What do we get when an orchestra turns 100 years old? (Besides very well-tuned renditions of "Happy Birthday," that is.) In the case of the San Francisco Symphony, we get a free concert with pianist Lang Lang.
The centennial birthday bash, which will be held in the Civic Center Plaza this Thursday (September 8) at 11:30 a.m., includes all sorts of goodies, like free Ghirardelli chocolates, ice cream sundaes for the first hundred guests, and Off the Grid food trucks with picnic provisions. Yum.
But before we dig in to the treats and enjoy the orchestra's performance of Liszt's Piano Concerto No. 1 and Britten's The Young Person's Guide to the Orchestra, let's take a moment to reflect on the Symphony's first hundred years.
Founded in 1911 by conductor Henry Hadley, the San Francisco Symphony has grown to become a world class operation. British conductor Michael Francis, who was a guest conductor this summer, told SF Weekly, "The orchestra is really just fantastic, they are really world-class.
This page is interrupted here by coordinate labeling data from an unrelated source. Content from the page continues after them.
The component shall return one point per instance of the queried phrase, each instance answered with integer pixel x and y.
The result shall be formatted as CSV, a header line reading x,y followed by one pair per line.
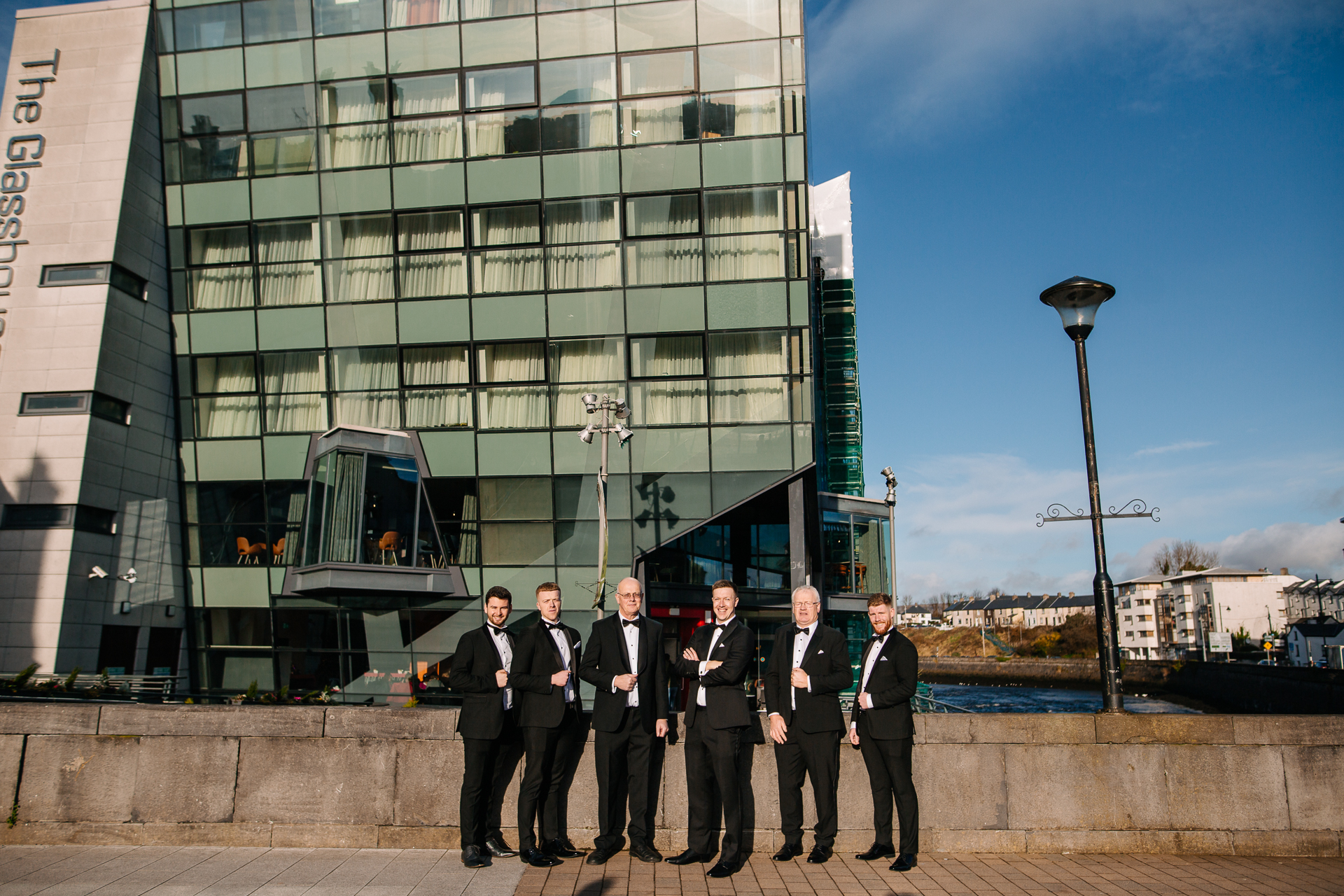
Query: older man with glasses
x,y
808,668
624,662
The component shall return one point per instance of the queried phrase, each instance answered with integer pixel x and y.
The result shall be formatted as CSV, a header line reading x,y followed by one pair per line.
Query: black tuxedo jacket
x,y
536,660
472,675
605,659
827,664
724,700
890,685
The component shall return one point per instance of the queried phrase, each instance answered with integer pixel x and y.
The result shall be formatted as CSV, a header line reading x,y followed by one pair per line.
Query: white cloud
x,y
940,61
1168,449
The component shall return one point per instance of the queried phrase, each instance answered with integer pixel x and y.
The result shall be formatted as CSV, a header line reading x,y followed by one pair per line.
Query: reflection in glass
x,y
428,139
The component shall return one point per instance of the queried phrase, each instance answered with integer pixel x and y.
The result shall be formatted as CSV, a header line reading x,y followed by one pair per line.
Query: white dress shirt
x,y
564,644
632,650
505,650
718,631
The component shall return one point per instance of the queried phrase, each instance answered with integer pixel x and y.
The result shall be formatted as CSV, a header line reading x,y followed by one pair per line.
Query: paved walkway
x,y
949,875
241,871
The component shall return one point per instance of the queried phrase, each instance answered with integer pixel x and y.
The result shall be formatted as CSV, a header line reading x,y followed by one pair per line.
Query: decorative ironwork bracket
x,y
1057,514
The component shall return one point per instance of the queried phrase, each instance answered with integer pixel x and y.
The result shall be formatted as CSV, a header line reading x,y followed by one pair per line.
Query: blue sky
x,y
1187,152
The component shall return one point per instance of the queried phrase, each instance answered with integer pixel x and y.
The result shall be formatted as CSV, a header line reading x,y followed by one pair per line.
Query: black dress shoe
x,y
537,859
561,849
496,846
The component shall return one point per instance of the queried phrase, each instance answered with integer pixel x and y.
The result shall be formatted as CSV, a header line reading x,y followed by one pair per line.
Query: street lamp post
x,y
609,407
1077,301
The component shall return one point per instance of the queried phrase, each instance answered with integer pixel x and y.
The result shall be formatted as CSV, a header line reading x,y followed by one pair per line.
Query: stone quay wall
x,y
363,777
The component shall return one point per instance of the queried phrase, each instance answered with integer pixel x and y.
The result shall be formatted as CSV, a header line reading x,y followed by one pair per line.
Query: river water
x,y
1011,699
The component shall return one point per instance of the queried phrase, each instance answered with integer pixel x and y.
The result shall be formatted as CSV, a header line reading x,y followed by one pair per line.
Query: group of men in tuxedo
x,y
521,699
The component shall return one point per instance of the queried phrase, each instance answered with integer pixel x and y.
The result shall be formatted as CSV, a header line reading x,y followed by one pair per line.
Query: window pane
x,y
578,81
281,108
502,88
429,230
676,402
435,365
354,101
206,27
425,96
358,235
738,19
508,226
420,13
355,146
757,257
758,354
659,216
511,362
578,127
514,407
667,356
734,211
433,409
518,270
219,246
502,133
346,16
588,360
213,115
426,276
739,66
655,24
741,115
232,374
582,220
428,139
284,153
659,121
657,73
584,266
277,20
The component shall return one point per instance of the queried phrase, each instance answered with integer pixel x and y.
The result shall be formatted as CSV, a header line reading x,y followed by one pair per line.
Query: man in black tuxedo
x,y
883,729
808,668
546,676
491,742
624,662
715,718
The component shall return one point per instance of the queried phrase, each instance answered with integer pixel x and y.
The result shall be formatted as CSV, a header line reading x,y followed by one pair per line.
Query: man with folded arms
x,y
808,668
545,673
715,662
882,727
491,743
624,662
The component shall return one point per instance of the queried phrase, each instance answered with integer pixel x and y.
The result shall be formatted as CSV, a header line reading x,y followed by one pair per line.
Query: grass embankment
x,y
1075,638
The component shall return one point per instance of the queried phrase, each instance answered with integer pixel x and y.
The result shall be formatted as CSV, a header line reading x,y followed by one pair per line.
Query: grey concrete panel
x,y
78,778
1315,780
1050,786
225,722
163,794
316,780
48,719
1226,788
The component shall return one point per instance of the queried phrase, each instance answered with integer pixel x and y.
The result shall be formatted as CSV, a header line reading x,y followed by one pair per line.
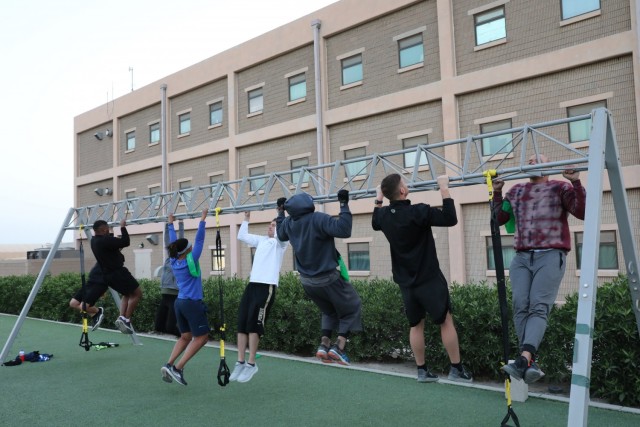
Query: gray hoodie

They're lovely people to work with, and great musicians."
The orchestra wasn't always world-renowned. "When I first got in, the orchestra finally had a hall of its own, and had just started that year as a full time orchestra," says assistant principal bassist Stephen Tramontozzi, who joined the orchestra in 1980. "Up to that point, its stature in the world of orchestras was almost second-tier."
In the early 1980s, the Symphony parted ways with the San Francisco Opera, which led to a spate of hiring and an infusion of young and talented musicians. "There was a lot of vitality and a lot of excitement," recalls Tramontozzi. "The orchestra really bumped up in level and quality of the ensemble."
Tramontozzi also credits current conductor Michael Tilson Thomas, fondly known as MTT, with the continued growth and success of the orchestra. This year will be Thomas' 17th season with the orchestra.
"I remember him when he first came in 1995," says Tramontozzi. "He talked to the orchestra before the first rehearsal, and the most striking thing he said was, 'We're going to be making music in the moment. It's not going to be programmed. Sure, we're going to rehearse and work it all out, but we're not going to flip a switch and be on automatic for the performance. It's never going to be dull.' "
Sure enough, the Symphony has a reputation for its flexibility and range of repertoire. Tramontozzi adds that the musicians are also comfortable playing with any guest conductor. "Each guest conductor, of course, is a different musical personality, and the orchestra is really quick to buy into their concept," he says.
Over the years, the Symphony has had a long-standing tradition of education, being involved with the S.F. Conservatory of Music and also coaching the San Francisco Youth Orchestra since its founding in 1981. Tramontozzi says he feels encouraged to see that the audience isn't aging with the orchestra. "We see a lot of young generation people coming to the symphony," he says.